The Minneapolis police officer, Derek Chauvin was looking right at the camera when he pressed his knee into 46-year-old George Floyd's neck, knowing the fact that his actions are getting recorded at the time. But why there was no fear? Why the filming did not stop him from killing Minneapolis African American citizen?

The director of the Center for Civic Media at Massachusetts Institute of Technology (MIT), Ethan Zuckerman wrote the conventional wisdom for years has been that "[i]f police officers know they're being watched both by their body cameras and by civilians with cell phones, they will discipline themselves and refrain from engaging in unnecessary violence."

But by now, it should be clear that it doesn't work the way they think, mentioned Zuckerman. His essay points towards a large scale 2017 study that compared the behavior of Washington, D.C., police officers sporting body-worn cameras with those officers who worked without cameras.

Derek Chauvin
Derek Chauvin Twitter/Shaun King

The study finding

The author of the 2017 study wrote, "Across each of the four outcome categories"-- police use of force, policing activity, civilian complaints, and judicial outcomes -- "our analyses consistently point to a null result: the average treatment effect on all of the measured outcomes was very small, and no estimate rose to statistical significance at conventional levels."

The research suggested that the police officers may not have been "acutely aware" that they were being recorded or it is possible that they were aware but "other factors in the heat of the moment may override any deterrent effect the cameras may have had."

George Floyd
George Floyd (left) and the Minneapolis police officer kneeling over his neck (right). Twitter / @Kwamiena

Zuckerman's point argument

As per the MIT expert, there's another key factor at play. As per Zuckerman in 1989, the U.S. Supreme Court announced that if police officers have an 'objectively reasonable' fear that their lives or safety are under threat, they are justified in using "deadly force."

He wrote, "Videos from body cameras and bystander cell phones have worked to bolster 'reasonable fear' defense claims as much as they have demonstrated the culpability of police officers."
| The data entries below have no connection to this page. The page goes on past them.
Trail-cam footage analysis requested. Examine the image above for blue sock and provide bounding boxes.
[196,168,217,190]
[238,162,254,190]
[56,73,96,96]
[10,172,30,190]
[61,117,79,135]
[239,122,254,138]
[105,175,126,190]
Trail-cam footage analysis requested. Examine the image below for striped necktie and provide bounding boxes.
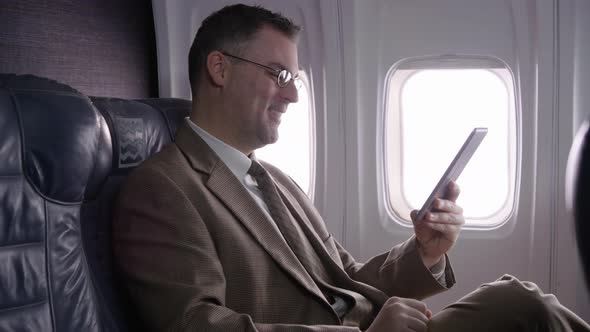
[248,160,372,326]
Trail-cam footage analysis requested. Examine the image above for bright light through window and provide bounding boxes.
[256,71,314,197]
[385,63,516,227]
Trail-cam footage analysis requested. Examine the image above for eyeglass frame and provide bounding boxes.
[221,51,303,90]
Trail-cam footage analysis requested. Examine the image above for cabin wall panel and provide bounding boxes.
[0,0,158,98]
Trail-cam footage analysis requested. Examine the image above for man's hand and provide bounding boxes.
[366,297,432,332]
[411,181,465,268]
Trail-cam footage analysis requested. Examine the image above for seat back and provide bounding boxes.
[0,74,190,332]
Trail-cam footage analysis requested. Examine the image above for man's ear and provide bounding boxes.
[207,51,229,86]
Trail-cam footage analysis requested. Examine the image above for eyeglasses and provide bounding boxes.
[221,52,303,90]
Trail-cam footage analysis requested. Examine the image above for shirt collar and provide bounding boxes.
[185,117,255,179]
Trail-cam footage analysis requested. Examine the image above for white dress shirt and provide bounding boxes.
[185,118,446,286]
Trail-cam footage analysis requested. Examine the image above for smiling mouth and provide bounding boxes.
[269,109,284,125]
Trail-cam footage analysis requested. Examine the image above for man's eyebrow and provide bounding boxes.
[268,62,299,75]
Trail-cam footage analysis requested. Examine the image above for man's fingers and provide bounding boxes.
[445,181,461,202]
[432,198,463,214]
[399,298,428,314]
[421,221,461,234]
[424,212,465,225]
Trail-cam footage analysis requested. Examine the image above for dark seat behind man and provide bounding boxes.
[0,74,190,331]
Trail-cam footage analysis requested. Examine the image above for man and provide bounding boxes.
[114,5,589,332]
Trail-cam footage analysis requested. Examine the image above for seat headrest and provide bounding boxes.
[91,97,190,173]
[0,74,112,203]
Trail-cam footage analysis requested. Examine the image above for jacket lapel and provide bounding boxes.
[175,124,329,306]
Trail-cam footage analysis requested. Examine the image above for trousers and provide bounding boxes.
[428,275,590,332]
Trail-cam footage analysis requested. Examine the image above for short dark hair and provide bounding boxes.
[188,4,301,98]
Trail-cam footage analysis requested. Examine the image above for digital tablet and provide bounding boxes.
[416,128,488,220]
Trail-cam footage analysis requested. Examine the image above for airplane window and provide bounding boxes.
[384,61,516,229]
[256,71,315,197]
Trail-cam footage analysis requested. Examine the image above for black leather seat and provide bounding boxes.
[0,74,190,332]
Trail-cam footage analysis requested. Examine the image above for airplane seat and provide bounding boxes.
[0,74,190,332]
[565,119,590,290]
[88,97,191,331]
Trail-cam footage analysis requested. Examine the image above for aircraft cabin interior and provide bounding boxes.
[0,0,590,332]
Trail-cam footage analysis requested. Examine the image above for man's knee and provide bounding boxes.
[476,275,557,318]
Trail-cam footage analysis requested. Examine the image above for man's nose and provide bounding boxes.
[281,80,299,103]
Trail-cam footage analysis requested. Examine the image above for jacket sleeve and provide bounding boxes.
[113,167,360,332]
[333,236,455,299]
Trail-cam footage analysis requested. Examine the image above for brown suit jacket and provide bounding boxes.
[113,124,454,332]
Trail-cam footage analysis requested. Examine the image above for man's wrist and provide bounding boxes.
[418,247,443,269]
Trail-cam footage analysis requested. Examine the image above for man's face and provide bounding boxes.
[226,27,299,151]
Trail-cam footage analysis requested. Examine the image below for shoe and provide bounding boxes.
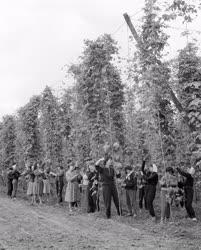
[126,213,132,217]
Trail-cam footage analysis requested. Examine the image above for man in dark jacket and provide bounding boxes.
[95,155,120,219]
[122,166,137,217]
[12,165,20,199]
[7,167,13,198]
[142,164,158,220]
[177,167,197,221]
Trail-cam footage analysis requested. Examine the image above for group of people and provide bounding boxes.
[4,145,197,223]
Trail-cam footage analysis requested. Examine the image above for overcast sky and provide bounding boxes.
[0,0,201,117]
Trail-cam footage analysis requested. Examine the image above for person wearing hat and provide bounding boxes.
[160,167,178,223]
[95,155,120,219]
[12,164,20,200]
[177,167,197,221]
[7,167,13,198]
[143,164,158,221]
[55,165,65,204]
[122,165,137,217]
[65,163,82,212]
[87,161,99,213]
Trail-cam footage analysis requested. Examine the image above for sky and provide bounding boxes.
[0,0,201,119]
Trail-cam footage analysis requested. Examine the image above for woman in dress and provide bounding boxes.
[33,163,44,205]
[43,164,51,202]
[65,165,81,212]
[22,164,36,205]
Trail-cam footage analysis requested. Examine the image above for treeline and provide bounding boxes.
[0,0,201,176]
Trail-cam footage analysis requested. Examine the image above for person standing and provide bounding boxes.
[43,167,51,202]
[177,167,197,221]
[22,163,36,205]
[122,166,137,217]
[95,153,120,219]
[65,164,81,212]
[87,162,99,213]
[138,161,147,212]
[55,165,65,205]
[7,167,13,198]
[160,167,178,223]
[12,164,20,200]
[143,164,158,221]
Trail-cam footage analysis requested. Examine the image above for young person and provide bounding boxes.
[95,153,120,219]
[177,167,197,221]
[142,164,158,221]
[87,162,99,213]
[55,165,65,205]
[138,161,147,212]
[22,164,36,205]
[43,167,51,202]
[7,167,13,198]
[160,167,178,223]
[122,166,137,217]
[12,165,21,200]
[33,163,44,205]
[65,164,81,212]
He concludes that when the white police officer in the state of Minnesota, Chauvin, who has been charged with the murder of Floyd, spotted a witness filming him on the Memorial Day, as he pressed a knee into Floy's neck who was already handcuffed and face down on the ground, the officer knew it was rare for police officers to be charged with murder or manslaughter and conviction is also an alien concept.
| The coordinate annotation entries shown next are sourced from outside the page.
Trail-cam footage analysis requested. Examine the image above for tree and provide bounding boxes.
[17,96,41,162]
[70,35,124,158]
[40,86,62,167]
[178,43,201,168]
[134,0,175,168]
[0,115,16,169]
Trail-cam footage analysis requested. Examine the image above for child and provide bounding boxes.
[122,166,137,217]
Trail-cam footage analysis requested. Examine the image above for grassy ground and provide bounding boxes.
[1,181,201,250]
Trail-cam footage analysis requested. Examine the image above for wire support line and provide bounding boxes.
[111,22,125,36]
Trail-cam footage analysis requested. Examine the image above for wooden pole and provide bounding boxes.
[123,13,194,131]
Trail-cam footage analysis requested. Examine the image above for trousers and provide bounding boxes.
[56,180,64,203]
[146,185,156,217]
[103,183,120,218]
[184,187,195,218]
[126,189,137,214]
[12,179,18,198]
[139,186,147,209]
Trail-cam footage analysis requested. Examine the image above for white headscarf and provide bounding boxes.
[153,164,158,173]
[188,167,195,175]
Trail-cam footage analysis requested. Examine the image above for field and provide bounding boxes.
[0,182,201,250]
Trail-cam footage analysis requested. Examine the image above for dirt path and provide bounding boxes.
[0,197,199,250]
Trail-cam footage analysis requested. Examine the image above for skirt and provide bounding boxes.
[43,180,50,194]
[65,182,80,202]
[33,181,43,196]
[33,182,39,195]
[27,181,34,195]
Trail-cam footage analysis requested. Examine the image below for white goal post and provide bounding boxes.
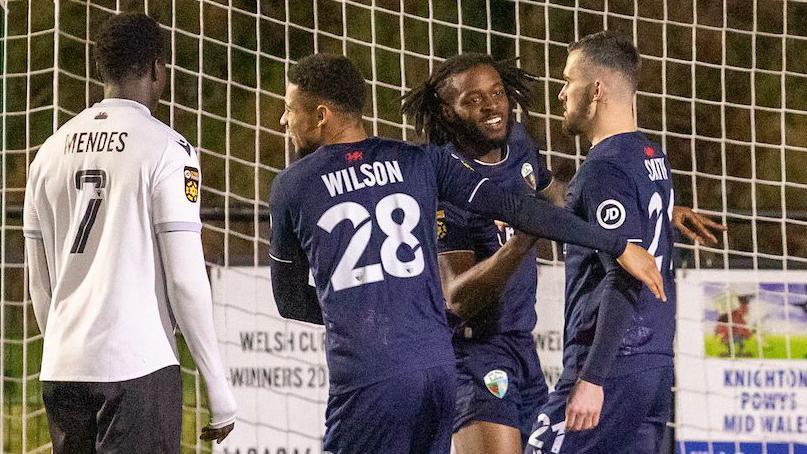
[0,0,807,453]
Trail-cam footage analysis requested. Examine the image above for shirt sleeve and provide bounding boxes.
[437,203,474,253]
[510,123,552,192]
[269,174,323,325]
[22,165,42,239]
[151,138,202,233]
[269,173,305,263]
[535,145,554,192]
[429,148,627,257]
As of Monday, a judge set unconditional bail for Chauvin at $1.25 million. He has been charged with second-degree murder. Chauvin is not the only officer who did not care about the consequences of getting captured in a video. Before and after the Floyd incident, there are several incidents in which police officers were caught in the camera but did not bother about what will happen to them.

Recently, two officers from the Las Vegas police department were filmed while arresting a black teen. The part of the video shows that even though the teen who claimed to be selling water without a license, was not resisting, the police hold his neck that started to choke him. When a woman told him that he is being recorded, he showed no worries.